You're viewing version 2.17 of the OpenSearch documentation. This version is no longer maintained. For the latest version, see the current documentation. For information about OpenSearch version maintenance, see Release Schedule and Maintenance Policy.
Reranking search results
Introduced 2.12
You can rerank search results using a cross-encoder reranker in order to improve search relevance. To implement reranking, you need to configure a search pipeline that runs at search time. The search pipeline intercepts search results and applies the rerank
processor to them. The rerank
processor evaluates the search results and sorts them based on the new scores provided by the cross-encoder model.
PREREQUISITE
Before configuring a reranking pipeline, you must set up a cross-encoder model. For information about using an OpenSearch-provided model, see Cross-encoder models. For information about using a custom model, see Custom local models.
Running a search with reranking
To run a search with reranking, follow these steps:
- Configure a search pipeline.
- Create an index for ingestion.
- Ingest documents into the index.
- Search using reranking.
Step 1: Configure a search pipeline
Next, configure a search pipeline with a rerank
processor.
The following example request creates a search pipeline with an ml_opensearch
rerank processor. In the request, provide a model ID for the cross-encoder model and the document fields to use as context:
PUT /_search/pipeline/my_pipeline
{
"description": "Pipeline for reranking with a cross-encoder",
"response_processors": [
{
"rerank": {
"ml_opensearch": {
"model_id": "gnDIbI0BfUsSoeNT_jAw"
},
"context": {
"document_fields": [
"passage_text"
]
}
}
}
]
}
For more information about the request fields, see Request fields.
Step 2: Create an index for ingestion
In order to use the rerank processor defined in your pipeline, create an OpenSearch index and add the pipeline created in the previous step as the default pipeline:
PUT /my-index
{
"settings": {
"index.search.default_pipeline" : "my_pipeline"
},
"mappings": {
"properties": {
"passage_text": {
"type": "text"
}
}
}
}
Step 3: Ingest documents into the index
To ingest documents into the index created in the previous step, send the following bulk request:
POST /_bulk
{ "index": { "_index": "my-index" } }
{ "passage_text" : "I said welcome to them and we entered the house" }
{ "index": { "_index": "my-index" } }
{ "passage_text" : "I feel welcomed in their family" }
{ "index": { "_index": "my-index" } }
{ "passage_text" : "Welcoming gifts are great" }
Step 4: Search using reranking
To perform reranking search on your index, use any OpenSearch query and provide an additional ext.rerank
field:
POST /my-index/_search
{
"query": {
"match": {
"passage_text": "how to welcome in family"
}
},
"ext": {
"rerank": {
"query_context": {
"query_text": "how to welcome in family"
}
}
}
}
Alternatively, you can provide the full path to the field containing the context. For more information, see Rerank processor example.

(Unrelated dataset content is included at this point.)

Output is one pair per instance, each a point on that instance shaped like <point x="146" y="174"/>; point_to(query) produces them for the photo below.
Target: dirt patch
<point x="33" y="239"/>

Using rerank and normalization processors together
When you use a rerank processor in conjunction with a normalization processor and a hybrid query, the rerank processor alters the final document scores. This is because the rerank processor operates after the normalization processor in the search pipeline.

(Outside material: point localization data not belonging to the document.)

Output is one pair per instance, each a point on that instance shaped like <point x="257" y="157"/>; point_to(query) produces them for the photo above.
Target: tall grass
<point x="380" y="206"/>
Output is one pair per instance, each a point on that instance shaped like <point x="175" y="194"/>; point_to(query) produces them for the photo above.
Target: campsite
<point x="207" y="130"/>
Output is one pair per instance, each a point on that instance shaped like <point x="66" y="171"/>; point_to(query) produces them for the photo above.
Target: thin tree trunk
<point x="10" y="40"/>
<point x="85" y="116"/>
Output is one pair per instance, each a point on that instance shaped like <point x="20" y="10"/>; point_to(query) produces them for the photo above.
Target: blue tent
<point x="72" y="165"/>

The processing order is as follows:
- Normalization processor: This processor normalizes the document scores based on the configured normalization method. For more information, see Normalization processor.
- Rerank processor: Following normalization, the rerank processor further adjusts the document scores. This adjustment can significantly impact the final ordering of search results.
This processing order has the following implications:
- Score modification: The rerank processor modifies the scores that were initially adjusted by the normalization processor, potentially leading to different ranking results than initially expected.
- Hybrid queries: In the context of hybrid queries, where multiple types of queries and scoring mechanisms are combined, this behavior is particularly noteworthy. The combined scores from the initial query are normalized first and then reranked, resulting in a two-stage scoring modification.